The game has a sequel, called Six Grooms Plus One, which was released as a freeware Flash game in 2004.
7D7N feels like a commercially published indie game, and I suspect that's exactly what it is for all intents and purposes. The graphics are plain 320x200 VGA, which was nothing special even in 1994. The style is cartoony, and fits the game well. 7D7N is a third person point and click game, and the puzzles are purely inventory based. The game is of medium length, neither too short nor too long, just about right.
Since the game was published on floppies, there is no speech. That means no amateurish and grating voice acting. The music is a little tricky to get working on modern hardware, but it's nothing special anyway. There are several soundtracks that aren't bad, but get repetitive rather quickly.

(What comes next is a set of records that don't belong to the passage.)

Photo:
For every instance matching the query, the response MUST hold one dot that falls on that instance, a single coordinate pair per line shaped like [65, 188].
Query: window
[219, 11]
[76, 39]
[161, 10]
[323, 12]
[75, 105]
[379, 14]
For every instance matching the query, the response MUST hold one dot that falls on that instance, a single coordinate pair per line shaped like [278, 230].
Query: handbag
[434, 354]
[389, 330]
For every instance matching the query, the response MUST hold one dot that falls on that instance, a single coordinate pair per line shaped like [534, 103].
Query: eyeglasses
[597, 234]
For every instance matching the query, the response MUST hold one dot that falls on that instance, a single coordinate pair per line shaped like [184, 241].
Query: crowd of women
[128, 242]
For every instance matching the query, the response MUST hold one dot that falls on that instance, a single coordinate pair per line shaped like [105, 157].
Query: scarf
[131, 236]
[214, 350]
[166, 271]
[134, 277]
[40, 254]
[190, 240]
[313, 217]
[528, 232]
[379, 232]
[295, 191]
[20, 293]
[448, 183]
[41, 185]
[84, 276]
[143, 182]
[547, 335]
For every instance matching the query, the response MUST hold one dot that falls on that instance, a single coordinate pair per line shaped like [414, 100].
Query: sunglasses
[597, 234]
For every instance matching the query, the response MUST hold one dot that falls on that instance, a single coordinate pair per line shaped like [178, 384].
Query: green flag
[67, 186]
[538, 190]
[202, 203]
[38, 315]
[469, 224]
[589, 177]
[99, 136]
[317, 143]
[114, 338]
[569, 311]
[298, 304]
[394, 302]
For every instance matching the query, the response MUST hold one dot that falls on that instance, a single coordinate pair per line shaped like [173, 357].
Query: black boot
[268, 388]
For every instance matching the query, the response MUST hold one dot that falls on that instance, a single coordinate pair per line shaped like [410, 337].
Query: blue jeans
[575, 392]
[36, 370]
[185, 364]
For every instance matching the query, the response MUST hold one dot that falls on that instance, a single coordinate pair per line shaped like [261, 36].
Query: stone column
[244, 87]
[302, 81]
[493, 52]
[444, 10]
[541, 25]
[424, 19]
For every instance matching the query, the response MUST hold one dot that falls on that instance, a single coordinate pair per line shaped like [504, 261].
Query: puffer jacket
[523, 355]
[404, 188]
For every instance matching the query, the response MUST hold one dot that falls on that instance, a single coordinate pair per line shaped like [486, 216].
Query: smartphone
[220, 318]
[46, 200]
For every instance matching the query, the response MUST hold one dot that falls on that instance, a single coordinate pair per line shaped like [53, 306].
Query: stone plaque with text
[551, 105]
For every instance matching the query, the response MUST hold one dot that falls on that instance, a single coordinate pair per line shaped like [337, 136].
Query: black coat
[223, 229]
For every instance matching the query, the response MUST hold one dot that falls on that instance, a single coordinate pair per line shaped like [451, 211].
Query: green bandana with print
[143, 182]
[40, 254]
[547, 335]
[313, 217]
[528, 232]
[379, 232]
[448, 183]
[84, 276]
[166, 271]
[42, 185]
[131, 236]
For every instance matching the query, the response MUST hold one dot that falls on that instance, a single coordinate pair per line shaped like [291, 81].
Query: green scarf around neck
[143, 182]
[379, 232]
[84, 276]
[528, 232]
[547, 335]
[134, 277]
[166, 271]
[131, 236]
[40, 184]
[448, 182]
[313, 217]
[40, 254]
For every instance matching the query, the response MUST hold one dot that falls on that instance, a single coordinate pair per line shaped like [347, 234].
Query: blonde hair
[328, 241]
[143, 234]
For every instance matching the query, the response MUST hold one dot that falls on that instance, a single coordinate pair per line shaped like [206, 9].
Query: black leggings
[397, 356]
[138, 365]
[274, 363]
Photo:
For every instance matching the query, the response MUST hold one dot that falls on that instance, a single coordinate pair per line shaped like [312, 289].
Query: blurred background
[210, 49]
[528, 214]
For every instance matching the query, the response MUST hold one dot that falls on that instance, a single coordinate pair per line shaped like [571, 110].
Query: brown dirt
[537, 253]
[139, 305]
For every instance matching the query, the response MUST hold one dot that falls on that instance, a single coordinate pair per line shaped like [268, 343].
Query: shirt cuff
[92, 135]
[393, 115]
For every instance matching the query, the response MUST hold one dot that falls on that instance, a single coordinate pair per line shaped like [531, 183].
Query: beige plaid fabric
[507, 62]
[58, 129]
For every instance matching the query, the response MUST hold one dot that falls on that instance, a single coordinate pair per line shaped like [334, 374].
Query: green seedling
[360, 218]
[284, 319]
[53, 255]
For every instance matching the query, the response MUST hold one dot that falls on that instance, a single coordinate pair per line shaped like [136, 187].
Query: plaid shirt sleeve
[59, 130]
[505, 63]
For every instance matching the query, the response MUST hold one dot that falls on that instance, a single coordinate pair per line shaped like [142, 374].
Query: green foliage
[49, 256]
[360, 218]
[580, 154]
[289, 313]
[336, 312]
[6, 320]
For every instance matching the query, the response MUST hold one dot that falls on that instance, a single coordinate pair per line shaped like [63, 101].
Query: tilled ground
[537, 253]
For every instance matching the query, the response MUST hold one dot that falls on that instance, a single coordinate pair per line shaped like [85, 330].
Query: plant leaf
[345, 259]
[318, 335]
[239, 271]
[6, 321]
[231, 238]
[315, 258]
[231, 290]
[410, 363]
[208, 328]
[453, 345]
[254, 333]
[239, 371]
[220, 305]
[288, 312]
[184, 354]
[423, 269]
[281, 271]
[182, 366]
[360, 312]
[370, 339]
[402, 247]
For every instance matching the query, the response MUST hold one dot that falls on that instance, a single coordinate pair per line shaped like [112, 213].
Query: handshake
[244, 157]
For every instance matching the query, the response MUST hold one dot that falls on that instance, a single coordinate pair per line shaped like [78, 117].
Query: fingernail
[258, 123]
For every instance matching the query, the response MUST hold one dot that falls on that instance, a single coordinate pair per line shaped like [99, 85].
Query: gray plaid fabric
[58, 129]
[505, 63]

The puzzles are a mixed lot and two or five are the kind that give adventure games a bad name. Some are logical, at least in hindsight. Others are not. It might be politically correct to say that they require thinking outside the box, but it'd be so far outside and the box would be so tiny that there's no point in even mentioning it. Here's an example with unavoidable SPOILERS: In the game there is a well where, Venca is told, a lot of junk lies at the bottom. Lowering a magnet in a wooden bucket in the hope of collecting metal objects might be called lateral thinking. However, there is no magnet in the game. On the other hand, there is a dead dog in your inventory, and there's a live electrical socket in your office. If your lateral thinking is so well developed that you immediately realize that inserting the dead dog into the socket will turn it into a temporary electromagnet, I truly fear for your sanity. Compared to this, floating out of a ditch on a vaguely balloon-shaped object manufactured from very thin rubber (possibly ribbed, flavored, and/or lubricated, although the game is unclear on this point), filled with gas leaking from a nearby pipe, is a completely logical and very sensible thing to do.
The writing and dialogue is roughly in the style of Leisure Suit Larry games. Most of it is funny, some of it is lame. Or the other way around, depending on your taste. On the whole the game would work reasonably well as a lighthearted and naughty romp - if it wasn't for the insane puzzles. There's no saving the world, no secret conspiracies, no murders, and only cartoon violence. Compared to LSL there's also less innuendo and double entendre - 7D7N is more open and direct in its approach; one might say less sophisticated.
Seven Days and Seven Nights is definitely not a classic, and even calling it a good game might be pushing things a bit. At the same time I feel that calling it a bad game would be unfair because it is entertaining (at least for certain values of "entertaining"), and its authors clearly had fun making it. Besides all that, it's a piece of history.